Electron microscope images of adult wild-type (A and B) and deficient in protective protein cathepsin A mice perfused with lanthanum nitrate. In A, lanthanum nitrate percolates through the intercellular spaces (arrowheads) between adjacent principal cells up to the apical tight junctions. In B, lanthanum nitrate permeates the entire intercellular space (arrowheads) including the apical junctional complexes (arrows) indicating a loss of tight junctions. Lanthanum nitrate is also evident in the epididymal lumen (circles, inset of B). In C, paraffin sections of wild-type mice were immunostained for Cldn3. Cldn3 is located in the apical region of the epithelium (arrow).

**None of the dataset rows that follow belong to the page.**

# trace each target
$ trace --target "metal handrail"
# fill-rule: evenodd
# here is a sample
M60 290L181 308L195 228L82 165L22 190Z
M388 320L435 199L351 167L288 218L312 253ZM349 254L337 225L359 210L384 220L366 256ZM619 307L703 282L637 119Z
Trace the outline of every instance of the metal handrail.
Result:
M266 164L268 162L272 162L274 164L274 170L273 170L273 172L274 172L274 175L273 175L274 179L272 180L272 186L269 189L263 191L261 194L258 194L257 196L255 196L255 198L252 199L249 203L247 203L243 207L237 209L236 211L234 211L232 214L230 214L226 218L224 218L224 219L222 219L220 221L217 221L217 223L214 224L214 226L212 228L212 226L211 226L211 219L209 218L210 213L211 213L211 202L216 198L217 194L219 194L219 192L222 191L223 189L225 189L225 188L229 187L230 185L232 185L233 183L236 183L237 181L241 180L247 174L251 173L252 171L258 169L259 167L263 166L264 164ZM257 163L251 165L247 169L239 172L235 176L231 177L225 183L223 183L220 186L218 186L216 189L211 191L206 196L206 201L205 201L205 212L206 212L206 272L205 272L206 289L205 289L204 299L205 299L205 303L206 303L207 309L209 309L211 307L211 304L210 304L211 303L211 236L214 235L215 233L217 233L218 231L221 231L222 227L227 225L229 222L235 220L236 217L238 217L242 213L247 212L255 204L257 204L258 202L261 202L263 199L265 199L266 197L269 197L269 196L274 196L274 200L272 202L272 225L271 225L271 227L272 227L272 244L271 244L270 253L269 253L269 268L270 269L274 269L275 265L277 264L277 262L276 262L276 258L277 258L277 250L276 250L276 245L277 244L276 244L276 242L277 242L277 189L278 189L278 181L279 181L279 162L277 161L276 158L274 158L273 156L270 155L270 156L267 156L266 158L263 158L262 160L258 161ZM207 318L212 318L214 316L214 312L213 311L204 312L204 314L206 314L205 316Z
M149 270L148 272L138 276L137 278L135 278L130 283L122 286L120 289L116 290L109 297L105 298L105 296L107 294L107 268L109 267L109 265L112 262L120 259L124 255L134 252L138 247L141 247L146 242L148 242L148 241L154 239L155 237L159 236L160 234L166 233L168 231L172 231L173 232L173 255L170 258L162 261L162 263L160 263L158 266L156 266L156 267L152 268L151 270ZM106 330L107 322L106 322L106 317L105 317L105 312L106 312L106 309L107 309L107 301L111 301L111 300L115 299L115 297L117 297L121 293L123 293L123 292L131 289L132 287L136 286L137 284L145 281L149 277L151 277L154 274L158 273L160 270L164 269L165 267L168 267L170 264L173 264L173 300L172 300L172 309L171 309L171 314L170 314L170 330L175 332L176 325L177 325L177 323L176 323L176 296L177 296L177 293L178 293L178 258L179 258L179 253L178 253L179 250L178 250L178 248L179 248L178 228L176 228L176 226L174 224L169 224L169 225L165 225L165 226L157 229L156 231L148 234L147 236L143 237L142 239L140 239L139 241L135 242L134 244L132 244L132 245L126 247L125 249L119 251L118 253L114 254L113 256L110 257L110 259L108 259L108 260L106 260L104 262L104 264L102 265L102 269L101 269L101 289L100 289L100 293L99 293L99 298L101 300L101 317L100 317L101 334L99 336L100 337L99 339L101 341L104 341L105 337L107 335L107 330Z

In cathepsin A-knockout mice, the localization of Cldn3 is cytoplasmic. Furthermore, the interstitial area contains numerous macrophages and large vacuoles are present in the epithelium. Reproduced from Figures 1 and 3 of Hermo et al.

Figure 4.

Immunolocalization of CLDN1 (A, B) and CLDN3 (C, D) in the caput epididymides of fertile men (A) and infertile men (B). Negative controls with no primary antibodies are shown (C). While CLDN1 and CLDN3 are localized (arrowheads) to the area of tight junctions between adjacent principal cells in the caput epididymidis of fertile patients, in In infertile patients there is a noticeable increase in cytosolic localization. These results show that the localization of these CLDNS can be negatively regulated in infertile men. Magnification × 640. P, Principal cells; B, basal cells; IT, intertubular space; Lu, lumen. Reproduced from Dubé et al..

Figure 5.

Regulation of Cldn1 in the initial segment (A–C) of the adult rat epididymis. In intact adult rats (A), Cldn1 is immunolocalized to the lateral plasma membranes between neighboring principal cells (arrows) and between principal and basal cells (arrowheads). In adult rats, 14 days after orchidectomy (B), immunoreactive Cldn1 is associated at the interface between basal and principal cells (arrowheads) and not between the lateral plasma membranes of adjacent principal cells. In orchidectomized rats given testosterone replacement (C), immunoreactive Cldn1 is observed between the lateral plasma membranes at apical sites in areas of tight junctions (arrows), but not at more distal sites of these membranes; reaction, however, is maintained between basal and principal cells (arrowheads). P, Principal cells; B, basal cells; IT, intertubular space; L, lumen. Magnification, ×640. Reproduced from Gregory et al.,.

Figure 6.

Immunocytochemical localization of Cldn-3 (A, C) and Cldn-4 (B, D) in the epididymis of 14 (A, B)- and 42 (C, D) day old rats. At 14 days there is an important cytoplasmic reaction (arrows) suggesting that Cldns have not yet completely localized to the area of the tight junction. In 42 day old rats the reaction in all regions of the epididymis is present exclusively in the area of tight junction and there is no cytoplasmic staining. The photomicrographs are from the initial segment region. Magnification 640×. E = epithelial cells, P = principal cells, IT = intertubular space, L = lumen. Reproduced from Gregory et al.,.